Bruno Juliano
Conference Report. November 2023
First of all, I would like to highlight the excellent organization of the conference, both in terms of the themes of discussion and the speakers, as well as the agenda of activities that followed the presentations and the circuits that were proposed.
By way of summary, I would like to mention just a few of the ideas presented at the conferences.
On the one hand, there is Elvira Espejo Ayca’s proposal on the possibility of “mutual nurturing” as opposed to “domestication” (male domination) when hosting collective projects from our territories. In this way, the museum can open itself to a shared creation that goes beyond the pitfalls of a superficial study of beauty. In the words of Elvira, “uyway-uywaña”, is a nurturing of life itself.
From Pablo Lafuente’s presentation, his proposal of ruin as a strategy interested me; it was an idea that was also taken up, from the point of view of artistic projects, by Coco Fusco. This contingent dimension of activation and utilization of what surrounds us, just as it is, relates to a form of production and resistance common to Latin America, As does Nicolás Testoni’s proposal for the collective making and more of objects.
Luis Camnitzer critiqued the museum and its centrifugal mechanisms, proposing an institutional shift in which art and education explore the unknown without caving into the demands of ingenuity, efficiency, and training, to occupy the territory of the word and explore the impossible, the useless, as knowledge workers.
The presentations by Daina Leyton and her call for accessibility, leisure, and free time; Marie Hélène Pereira and the discussion of records as proof of the survival of spectres and ancestors in the shaping of a history of art; and the policy of care proposed by teresa cisneros all underscored the discussion regarding the work that continues to occupy us and remains pending.
In that sense, Ana Gallardo presented the extractivist system of art based on her experience at the school of learning for ageing, where teachers redefine their role of women who are masters of their own memory, in order to consider the power of artistic practices on a reduced scale.
Marian Pastor Roces and Luma Hamdan expanded on territorial aspects and on exploring projects focused on the reconstruction of memory through the senses and the redistribution of colonial legacies.
In this regard, María Belén Correa and Sidhi Vhisatya addressed themes such as survival through images, and archiving and safeguarding as alternatives to forgetting and as a means of enduring.
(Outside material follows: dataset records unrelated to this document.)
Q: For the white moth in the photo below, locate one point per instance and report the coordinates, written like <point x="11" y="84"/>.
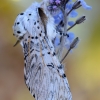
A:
<point x="44" y="74"/>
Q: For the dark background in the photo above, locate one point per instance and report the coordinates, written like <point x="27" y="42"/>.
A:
<point x="82" y="65"/>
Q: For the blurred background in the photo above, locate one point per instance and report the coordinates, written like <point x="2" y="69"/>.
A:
<point x="82" y="65"/>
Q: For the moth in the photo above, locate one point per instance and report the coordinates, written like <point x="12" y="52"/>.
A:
<point x="43" y="73"/>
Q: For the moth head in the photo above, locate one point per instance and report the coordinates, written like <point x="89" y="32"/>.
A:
<point x="18" y="34"/>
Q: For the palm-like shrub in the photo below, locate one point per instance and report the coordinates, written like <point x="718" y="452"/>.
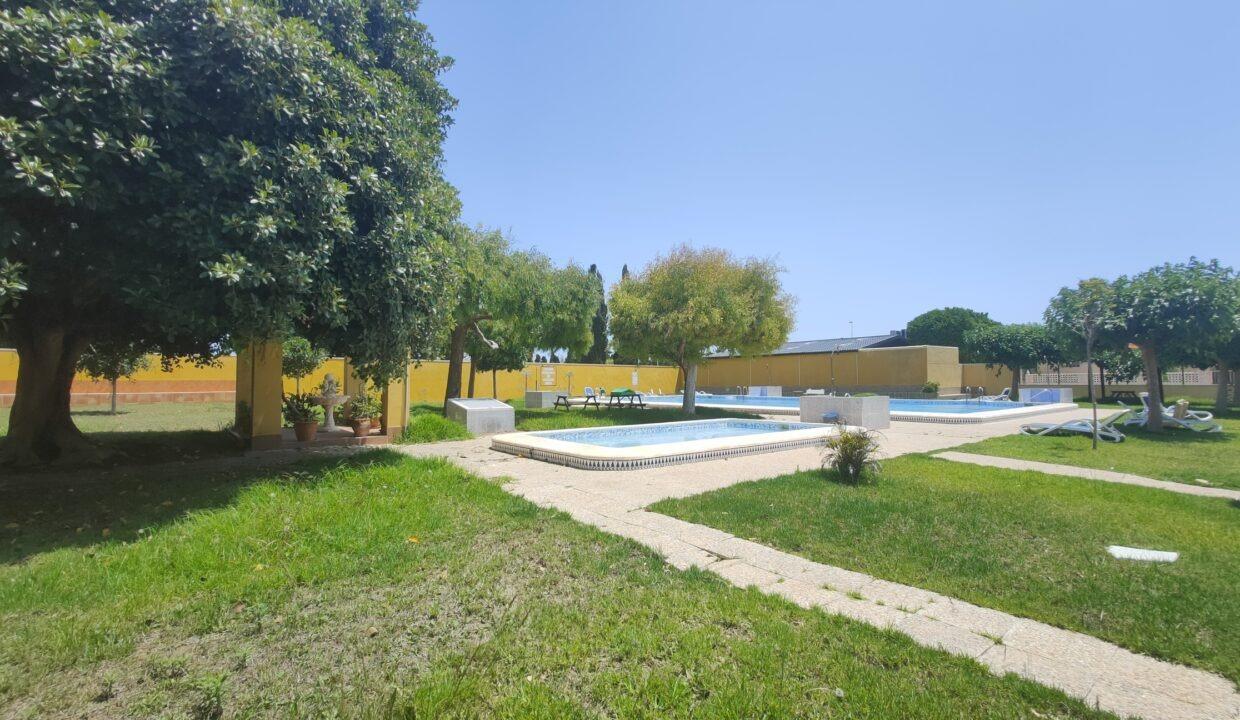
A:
<point x="852" y="454"/>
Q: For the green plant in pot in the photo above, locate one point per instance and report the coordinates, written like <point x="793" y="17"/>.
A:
<point x="362" y="412"/>
<point x="301" y="412"/>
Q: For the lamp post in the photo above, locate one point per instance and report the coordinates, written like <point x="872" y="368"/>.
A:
<point x="833" y="367"/>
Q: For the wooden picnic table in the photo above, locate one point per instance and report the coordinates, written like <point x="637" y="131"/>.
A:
<point x="618" y="399"/>
<point x="567" y="403"/>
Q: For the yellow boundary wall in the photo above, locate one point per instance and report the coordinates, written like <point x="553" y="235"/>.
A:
<point x="903" y="369"/>
<point x="427" y="381"/>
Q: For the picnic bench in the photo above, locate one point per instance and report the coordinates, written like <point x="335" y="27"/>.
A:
<point x="621" y="397"/>
<point x="567" y="403"/>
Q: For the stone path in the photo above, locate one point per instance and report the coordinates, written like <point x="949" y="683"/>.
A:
<point x="1081" y="666"/>
<point x="1090" y="474"/>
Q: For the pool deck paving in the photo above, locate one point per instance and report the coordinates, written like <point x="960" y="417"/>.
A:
<point x="1090" y="474"/>
<point x="1088" y="668"/>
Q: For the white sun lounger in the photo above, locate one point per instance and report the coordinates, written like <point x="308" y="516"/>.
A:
<point x="1187" y="423"/>
<point x="1106" y="429"/>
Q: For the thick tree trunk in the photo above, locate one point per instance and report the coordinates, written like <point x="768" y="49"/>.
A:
<point x="40" y="425"/>
<point x="690" y="400"/>
<point x="1153" y="386"/>
<point x="1220" y="397"/>
<point x="455" y="362"/>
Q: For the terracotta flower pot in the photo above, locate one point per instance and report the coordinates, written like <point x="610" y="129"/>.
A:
<point x="305" y="431"/>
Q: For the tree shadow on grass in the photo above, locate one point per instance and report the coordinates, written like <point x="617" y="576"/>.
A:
<point x="40" y="513"/>
<point x="1178" y="436"/>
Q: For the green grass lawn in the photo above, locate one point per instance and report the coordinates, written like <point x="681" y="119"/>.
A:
<point x="427" y="423"/>
<point x="1176" y="455"/>
<point x="1026" y="543"/>
<point x="149" y="433"/>
<point x="385" y="586"/>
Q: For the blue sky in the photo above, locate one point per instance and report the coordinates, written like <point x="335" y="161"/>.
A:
<point x="893" y="156"/>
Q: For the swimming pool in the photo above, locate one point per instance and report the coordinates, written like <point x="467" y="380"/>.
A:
<point x="657" y="444"/>
<point x="902" y="409"/>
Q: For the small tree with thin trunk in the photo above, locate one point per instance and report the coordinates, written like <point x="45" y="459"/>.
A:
<point x="1018" y="346"/>
<point x="109" y="362"/>
<point x="691" y="302"/>
<point x="535" y="302"/>
<point x="598" y="352"/>
<point x="1084" y="311"/>
<point x="299" y="360"/>
<point x="1176" y="310"/>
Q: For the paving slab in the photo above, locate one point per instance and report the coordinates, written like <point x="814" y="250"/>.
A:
<point x="1090" y="474"/>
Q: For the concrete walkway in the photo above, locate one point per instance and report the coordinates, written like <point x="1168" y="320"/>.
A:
<point x="1090" y="474"/>
<point x="1081" y="666"/>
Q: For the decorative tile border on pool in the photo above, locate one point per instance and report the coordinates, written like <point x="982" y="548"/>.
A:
<point x="900" y="415"/>
<point x="584" y="456"/>
<point x="750" y="409"/>
<point x="985" y="417"/>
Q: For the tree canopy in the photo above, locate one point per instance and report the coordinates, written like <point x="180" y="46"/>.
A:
<point x="532" y="302"/>
<point x="1080" y="314"/>
<point x="1177" y="311"/>
<point x="946" y="326"/>
<point x="691" y="302"/>
<point x="1018" y="346"/>
<point x="275" y="170"/>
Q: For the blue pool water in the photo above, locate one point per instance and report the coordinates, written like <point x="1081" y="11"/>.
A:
<point x="662" y="434"/>
<point x="895" y="404"/>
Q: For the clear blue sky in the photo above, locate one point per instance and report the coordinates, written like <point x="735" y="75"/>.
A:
<point x="893" y="156"/>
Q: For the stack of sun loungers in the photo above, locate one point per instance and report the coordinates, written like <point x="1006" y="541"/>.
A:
<point x="1106" y="430"/>
<point x="1177" y="417"/>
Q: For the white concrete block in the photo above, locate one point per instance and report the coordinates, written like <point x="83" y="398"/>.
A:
<point x="872" y="412"/>
<point x="482" y="417"/>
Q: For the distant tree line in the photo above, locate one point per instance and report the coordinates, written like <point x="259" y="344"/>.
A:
<point x="1173" y="315"/>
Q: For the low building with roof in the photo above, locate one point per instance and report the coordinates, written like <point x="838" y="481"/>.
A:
<point x="874" y="363"/>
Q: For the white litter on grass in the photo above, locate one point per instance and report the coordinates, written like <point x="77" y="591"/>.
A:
<point x="1142" y="554"/>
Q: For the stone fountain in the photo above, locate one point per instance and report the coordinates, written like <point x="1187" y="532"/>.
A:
<point x="329" y="397"/>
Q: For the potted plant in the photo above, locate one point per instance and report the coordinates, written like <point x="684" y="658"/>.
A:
<point x="361" y="409"/>
<point x="303" y="413"/>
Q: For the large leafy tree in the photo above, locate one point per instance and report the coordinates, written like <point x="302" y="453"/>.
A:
<point x="1177" y="311"/>
<point x="598" y="352"/>
<point x="1019" y="347"/>
<point x="531" y="301"/>
<point x="947" y="326"/>
<point x="181" y="174"/>
<point x="691" y="302"/>
<point x="1081" y="314"/>
<point x="497" y="352"/>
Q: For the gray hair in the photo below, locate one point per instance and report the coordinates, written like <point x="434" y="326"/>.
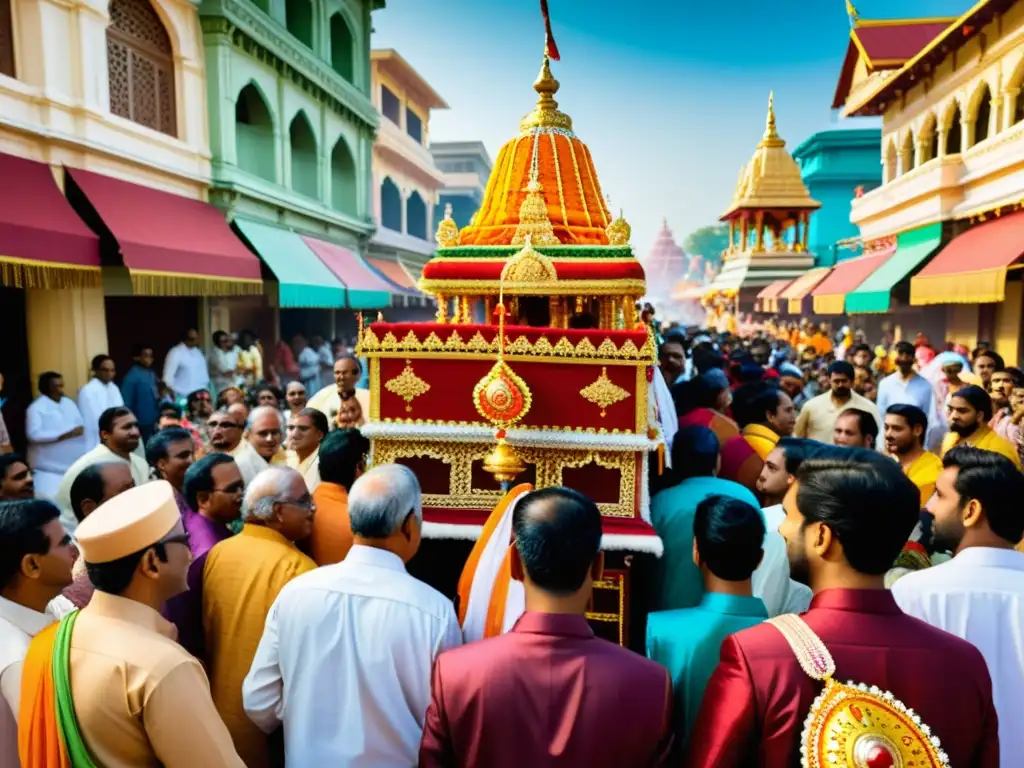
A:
<point x="381" y="499"/>
<point x="261" y="411"/>
<point x="268" y="487"/>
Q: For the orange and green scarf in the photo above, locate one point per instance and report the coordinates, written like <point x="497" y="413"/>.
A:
<point x="48" y="734"/>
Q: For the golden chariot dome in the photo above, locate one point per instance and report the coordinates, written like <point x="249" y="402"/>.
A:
<point x="543" y="199"/>
<point x="771" y="180"/>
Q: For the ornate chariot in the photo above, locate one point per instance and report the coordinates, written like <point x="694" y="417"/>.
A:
<point x="537" y="368"/>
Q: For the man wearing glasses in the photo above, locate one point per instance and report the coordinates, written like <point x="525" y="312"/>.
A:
<point x="138" y="697"/>
<point x="241" y="580"/>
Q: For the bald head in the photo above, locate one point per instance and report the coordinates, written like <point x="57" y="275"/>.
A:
<point x="558" y="537"/>
<point x="265" y="431"/>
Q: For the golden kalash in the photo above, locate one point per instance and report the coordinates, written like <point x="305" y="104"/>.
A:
<point x="536" y="373"/>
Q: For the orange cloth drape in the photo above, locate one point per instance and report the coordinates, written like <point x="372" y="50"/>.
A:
<point x="39" y="741"/>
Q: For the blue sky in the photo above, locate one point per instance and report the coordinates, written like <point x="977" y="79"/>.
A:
<point x="670" y="95"/>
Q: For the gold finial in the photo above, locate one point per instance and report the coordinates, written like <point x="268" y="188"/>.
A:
<point x="534" y="222"/>
<point x="619" y="231"/>
<point x="528" y="266"/>
<point x="771" y="137"/>
<point x="546" y="114"/>
<point x="448" y="231"/>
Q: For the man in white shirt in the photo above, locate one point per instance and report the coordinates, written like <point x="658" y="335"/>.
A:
<point x="184" y="367"/>
<point x="979" y="594"/>
<point x="54" y="429"/>
<point x="353" y="643"/>
<point x="772" y="584"/>
<point x="36" y="557"/>
<point x="119" y="438"/>
<point x="99" y="394"/>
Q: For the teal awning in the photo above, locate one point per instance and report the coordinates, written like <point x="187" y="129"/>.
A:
<point x="912" y="248"/>
<point x="303" y="281"/>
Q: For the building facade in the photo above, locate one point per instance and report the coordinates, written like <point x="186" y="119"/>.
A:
<point x="837" y="166"/>
<point x="406" y="179"/>
<point x="98" y="98"/>
<point x="292" y="128"/>
<point x="466" y="166"/>
<point x="952" y="178"/>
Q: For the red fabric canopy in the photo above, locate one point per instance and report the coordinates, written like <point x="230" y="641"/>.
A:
<point x="167" y="235"/>
<point x="973" y="267"/>
<point x="38" y="226"/>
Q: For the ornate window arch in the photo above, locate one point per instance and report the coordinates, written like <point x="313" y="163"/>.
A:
<point x="140" y="67"/>
<point x="982" y="114"/>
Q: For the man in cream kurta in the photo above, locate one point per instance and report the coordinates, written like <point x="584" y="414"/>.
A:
<point x="119" y="444"/>
<point x="54" y="428"/>
<point x="99" y="394"/>
<point x="138" y="697"/>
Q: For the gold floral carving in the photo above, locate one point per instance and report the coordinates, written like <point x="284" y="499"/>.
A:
<point x="448" y="231"/>
<point x="408" y="385"/>
<point x="603" y="392"/>
<point x="549" y="464"/>
<point x="529" y="266"/>
<point x="582" y="351"/>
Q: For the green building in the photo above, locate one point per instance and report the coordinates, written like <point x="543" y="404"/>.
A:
<point x="292" y="129"/>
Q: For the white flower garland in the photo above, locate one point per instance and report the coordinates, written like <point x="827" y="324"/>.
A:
<point x="526" y="437"/>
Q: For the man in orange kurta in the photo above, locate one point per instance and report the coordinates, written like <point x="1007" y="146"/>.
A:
<point x="241" y="580"/>
<point x="342" y="459"/>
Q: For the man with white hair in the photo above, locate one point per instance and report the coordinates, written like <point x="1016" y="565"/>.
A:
<point x="261" y="445"/>
<point x="242" y="578"/>
<point x="353" y="643"/>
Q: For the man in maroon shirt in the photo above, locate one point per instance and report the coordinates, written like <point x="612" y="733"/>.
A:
<point x="549" y="691"/>
<point x="847" y="518"/>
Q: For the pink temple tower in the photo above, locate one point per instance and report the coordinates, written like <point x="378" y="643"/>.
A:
<point x="666" y="265"/>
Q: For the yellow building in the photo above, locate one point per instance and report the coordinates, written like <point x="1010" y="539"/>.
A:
<point x="407" y="180"/>
<point x="104" y="100"/>
<point x="952" y="117"/>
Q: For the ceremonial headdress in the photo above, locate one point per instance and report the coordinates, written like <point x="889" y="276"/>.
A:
<point x="129" y="522"/>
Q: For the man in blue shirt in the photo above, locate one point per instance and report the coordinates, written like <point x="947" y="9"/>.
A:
<point x="138" y="389"/>
<point x="695" y="463"/>
<point x="727" y="547"/>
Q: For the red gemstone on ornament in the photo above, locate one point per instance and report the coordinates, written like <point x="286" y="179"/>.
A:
<point x="880" y="756"/>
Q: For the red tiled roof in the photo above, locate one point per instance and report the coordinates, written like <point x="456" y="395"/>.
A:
<point x="898" y="42"/>
<point x="885" y="45"/>
<point x="954" y="36"/>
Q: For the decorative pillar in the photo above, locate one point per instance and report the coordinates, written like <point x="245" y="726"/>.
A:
<point x="1010" y="107"/>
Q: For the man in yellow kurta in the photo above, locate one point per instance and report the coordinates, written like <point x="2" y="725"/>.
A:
<point x="970" y="412"/>
<point x="904" y="435"/>
<point x="241" y="581"/>
<point x="109" y="685"/>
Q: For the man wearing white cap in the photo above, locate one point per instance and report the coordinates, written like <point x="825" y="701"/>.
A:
<point x="109" y="685"/>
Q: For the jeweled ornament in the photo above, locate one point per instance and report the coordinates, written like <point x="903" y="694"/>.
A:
<point x="854" y="725"/>
<point x="501" y="396"/>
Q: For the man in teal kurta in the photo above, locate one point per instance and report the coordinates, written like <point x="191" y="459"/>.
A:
<point x="726" y="547"/>
<point x="694" y="462"/>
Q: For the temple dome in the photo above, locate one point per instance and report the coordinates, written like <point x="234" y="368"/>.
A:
<point x="547" y="161"/>
<point x="771" y="179"/>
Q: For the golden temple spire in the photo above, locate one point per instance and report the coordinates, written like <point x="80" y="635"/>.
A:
<point x="771" y="137"/>
<point x="546" y="114"/>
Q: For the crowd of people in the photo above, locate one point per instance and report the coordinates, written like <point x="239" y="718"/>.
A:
<point x="240" y="597"/>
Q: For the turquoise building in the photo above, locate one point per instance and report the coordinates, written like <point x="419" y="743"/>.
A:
<point x="835" y="164"/>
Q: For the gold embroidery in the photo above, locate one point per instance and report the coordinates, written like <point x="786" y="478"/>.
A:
<point x="408" y="385"/>
<point x="603" y="392"/>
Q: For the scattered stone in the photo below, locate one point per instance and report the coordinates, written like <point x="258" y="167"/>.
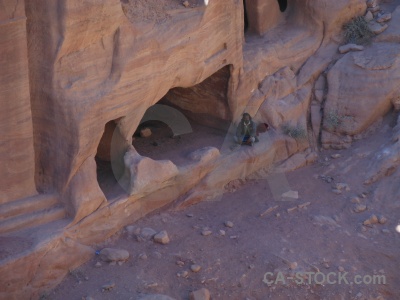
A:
<point x="147" y="233"/>
<point x="113" y="255"/>
<point x="269" y="210"/>
<point x="336" y="191"/>
<point x="229" y="224"/>
<point x="156" y="297"/>
<point x="108" y="287"/>
<point x="377" y="28"/>
<point x="371" y="220"/>
<point x="183" y="274"/>
<point x="145" y="132"/>
<point x="360" y="208"/>
<point x="132" y="230"/>
<point x="143" y="256"/>
<point x="374" y="9"/>
<point x="162" y="238"/>
<point x="342" y="186"/>
<point x="206" y="232"/>
<point x="368" y="16"/>
<point x="371" y="3"/>
<point x="202" y="294"/>
<point x="347" y="48"/>
<point x="382" y="220"/>
<point x="195" y="268"/>
<point x="384" y="18"/>
<point x="180" y="263"/>
<point x="291" y="194"/>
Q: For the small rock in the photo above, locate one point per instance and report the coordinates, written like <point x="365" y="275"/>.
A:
<point x="113" y="255"/>
<point x="384" y="18"/>
<point x="371" y="220"/>
<point x="162" y="238"/>
<point x="202" y="294"/>
<point x="342" y="186"/>
<point x="147" y="233"/>
<point x="368" y="16"/>
<point x="180" y="263"/>
<point x="360" y="208"/>
<point x="108" y="286"/>
<point x="183" y="274"/>
<point x="371" y="3"/>
<point x="145" y="132"/>
<point x="336" y="191"/>
<point x="229" y="224"/>
<point x="382" y="220"/>
<point x="206" y="232"/>
<point x="143" y="256"/>
<point x="195" y="268"/>
<point x="376" y="27"/>
<point x="291" y="194"/>
<point x="350" y="47"/>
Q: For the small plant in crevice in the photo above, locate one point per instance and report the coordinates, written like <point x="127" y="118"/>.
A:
<point x="295" y="132"/>
<point x="332" y="120"/>
<point x="357" y="31"/>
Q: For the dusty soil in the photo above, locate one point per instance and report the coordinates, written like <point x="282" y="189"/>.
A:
<point x="325" y="236"/>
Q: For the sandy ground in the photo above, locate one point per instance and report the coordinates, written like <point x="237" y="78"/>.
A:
<point x="326" y="236"/>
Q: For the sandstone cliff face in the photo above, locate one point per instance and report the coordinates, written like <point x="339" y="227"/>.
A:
<point x="95" y="67"/>
<point x="16" y="137"/>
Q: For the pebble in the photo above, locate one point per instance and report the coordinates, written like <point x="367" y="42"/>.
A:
<point x="229" y="224"/>
<point x="371" y="220"/>
<point x="180" y="263"/>
<point x="162" y="238"/>
<point x="382" y="220"/>
<point x="360" y="208"/>
<point x="202" y="294"/>
<point x="183" y="274"/>
<point x="195" y="268"/>
<point x="108" y="286"/>
<point x="143" y="256"/>
<point x="206" y="232"/>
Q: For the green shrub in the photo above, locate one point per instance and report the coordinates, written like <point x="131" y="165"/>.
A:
<point x="297" y="132"/>
<point x="357" y="31"/>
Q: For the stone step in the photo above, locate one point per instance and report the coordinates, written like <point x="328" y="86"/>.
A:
<point x="36" y="218"/>
<point x="27" y="205"/>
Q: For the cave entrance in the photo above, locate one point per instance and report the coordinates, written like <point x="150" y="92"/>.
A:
<point x="109" y="160"/>
<point x="203" y="106"/>
<point x="282" y="5"/>
<point x="246" y="18"/>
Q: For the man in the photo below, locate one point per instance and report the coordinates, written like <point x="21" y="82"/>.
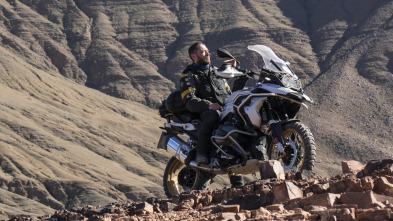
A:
<point x="204" y="93"/>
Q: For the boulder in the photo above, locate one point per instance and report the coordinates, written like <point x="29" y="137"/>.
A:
<point x="351" y="166"/>
<point x="272" y="169"/>
<point x="286" y="191"/>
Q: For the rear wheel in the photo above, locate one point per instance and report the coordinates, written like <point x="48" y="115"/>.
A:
<point x="299" y="151"/>
<point x="179" y="178"/>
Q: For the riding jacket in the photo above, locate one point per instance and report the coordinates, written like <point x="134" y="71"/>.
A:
<point x="199" y="87"/>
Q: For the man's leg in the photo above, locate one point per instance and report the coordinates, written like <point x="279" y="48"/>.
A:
<point x="209" y="120"/>
<point x="236" y="180"/>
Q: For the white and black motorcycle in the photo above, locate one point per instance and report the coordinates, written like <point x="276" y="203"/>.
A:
<point x="257" y="123"/>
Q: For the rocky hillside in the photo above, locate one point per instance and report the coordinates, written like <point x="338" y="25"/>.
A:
<point x="64" y="142"/>
<point x="360" y="193"/>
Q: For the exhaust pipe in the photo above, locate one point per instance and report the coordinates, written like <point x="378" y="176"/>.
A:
<point x="177" y="147"/>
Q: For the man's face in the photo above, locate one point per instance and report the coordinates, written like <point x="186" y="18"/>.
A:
<point x="201" y="56"/>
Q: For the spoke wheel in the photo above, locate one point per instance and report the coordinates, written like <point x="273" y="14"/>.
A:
<point x="178" y="178"/>
<point x="299" y="151"/>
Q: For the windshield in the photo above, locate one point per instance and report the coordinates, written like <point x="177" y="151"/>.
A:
<point x="277" y="65"/>
<point x="272" y="62"/>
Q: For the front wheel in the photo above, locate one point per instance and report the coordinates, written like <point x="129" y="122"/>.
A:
<point x="179" y="178"/>
<point x="299" y="151"/>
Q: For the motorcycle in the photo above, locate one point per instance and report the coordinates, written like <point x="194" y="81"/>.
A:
<point x="257" y="123"/>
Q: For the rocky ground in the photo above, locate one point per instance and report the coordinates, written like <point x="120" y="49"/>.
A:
<point x="361" y="192"/>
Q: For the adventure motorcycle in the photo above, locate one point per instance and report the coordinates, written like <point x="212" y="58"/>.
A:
<point x="257" y="123"/>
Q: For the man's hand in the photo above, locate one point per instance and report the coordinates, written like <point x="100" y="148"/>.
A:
<point x="214" y="106"/>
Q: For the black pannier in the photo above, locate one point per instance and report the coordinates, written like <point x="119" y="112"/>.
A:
<point x="175" y="104"/>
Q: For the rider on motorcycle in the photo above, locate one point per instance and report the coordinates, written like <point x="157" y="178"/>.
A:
<point x="204" y="93"/>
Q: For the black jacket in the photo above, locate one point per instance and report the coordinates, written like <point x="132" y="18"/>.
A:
<point x="199" y="88"/>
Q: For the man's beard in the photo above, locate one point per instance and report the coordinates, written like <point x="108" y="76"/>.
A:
<point x="203" y="61"/>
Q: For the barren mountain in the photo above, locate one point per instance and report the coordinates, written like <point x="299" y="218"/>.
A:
<point x="80" y="81"/>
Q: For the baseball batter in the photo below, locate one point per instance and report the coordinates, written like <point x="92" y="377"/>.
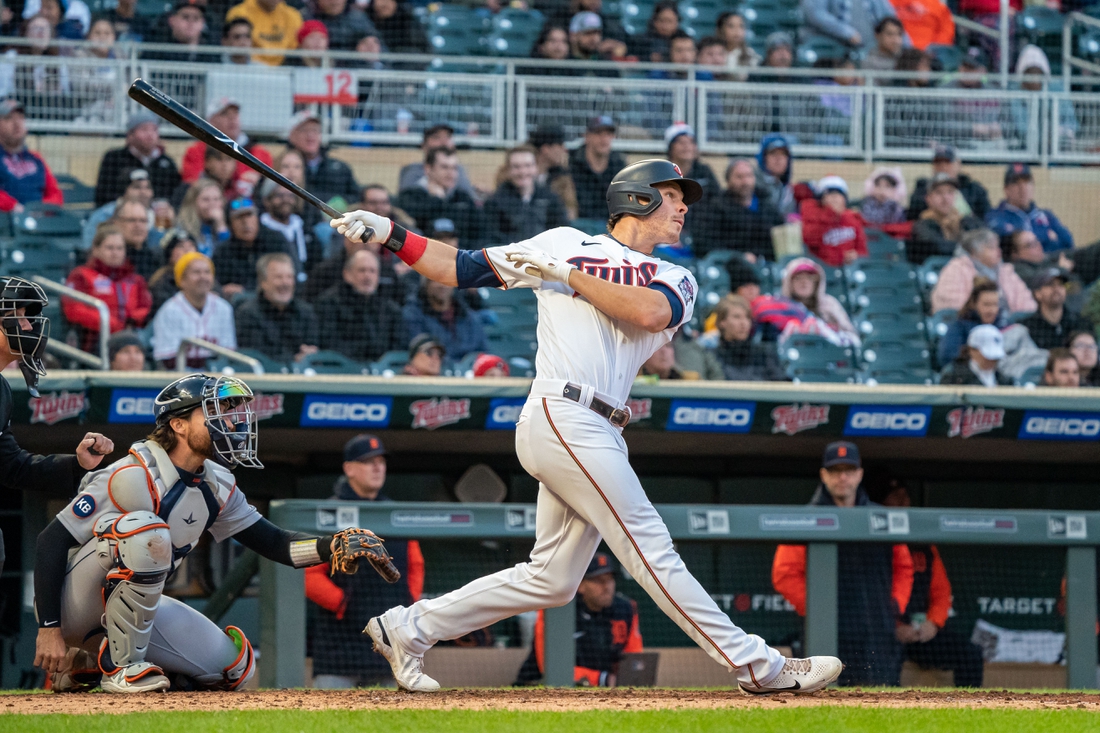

Lastly, Claudia Zaldívar focused on community ties and institutional implications, in a discussion of her experiences at the Museo de la Solidaridad Salvador Allende in Santiago, Chile, and its work with neighbors of the museum.
It was also a pleasure to meet and talk with colleagues working in different parts of the world, tackling different realities and implementing common and specific strategies and mechanisms. These meetings led to invitations and proposals for future collaborations and exchanges.
Lastly, I would like to note my appreciation for the reception, warm welcome, and care extended to those of us who benefited from the travel grants. All of the institutions involved, and the Museo Moderno of the City of Buenos Aires and ArtHaus in particular, ensured we had a very friendly and enjoyable experience.
Bio
Bruno Juliano (BA in Arts and PhD in Humanities, Art History) is a professor of Contemporary Art History at the Faculty of Arts of the National University of Tucumán. Artist and researcher, he works with the memory of images and contemporary art in Tucumán, a province located in northwestern Argentina, a region from where he develops artistic, curatorial, editorial and management projects.
Director of the research project "Between the atlas and the archive. Individual and collective memories of the images produced by artistic practices in Tucumán" (SCAIT-UNT).
Secretary of Extension and co-director of the Specialization in Art History of Tucumán (FAUNT).
He was part of the Artists Program of the Universidad Torcuato Di Tella (2022-2023) and INTER (training and dialogues plan for artists), organized by FACT, Foundation for Contemporary Art of Tucumán (2019-2021).
She obtained scholarships for research initiation, doctoral and doctoral completion (SCAIT-UNT), and as an artist, the Grant of the National Fund for the Arts of Argentina (2017) and other grants to group projects.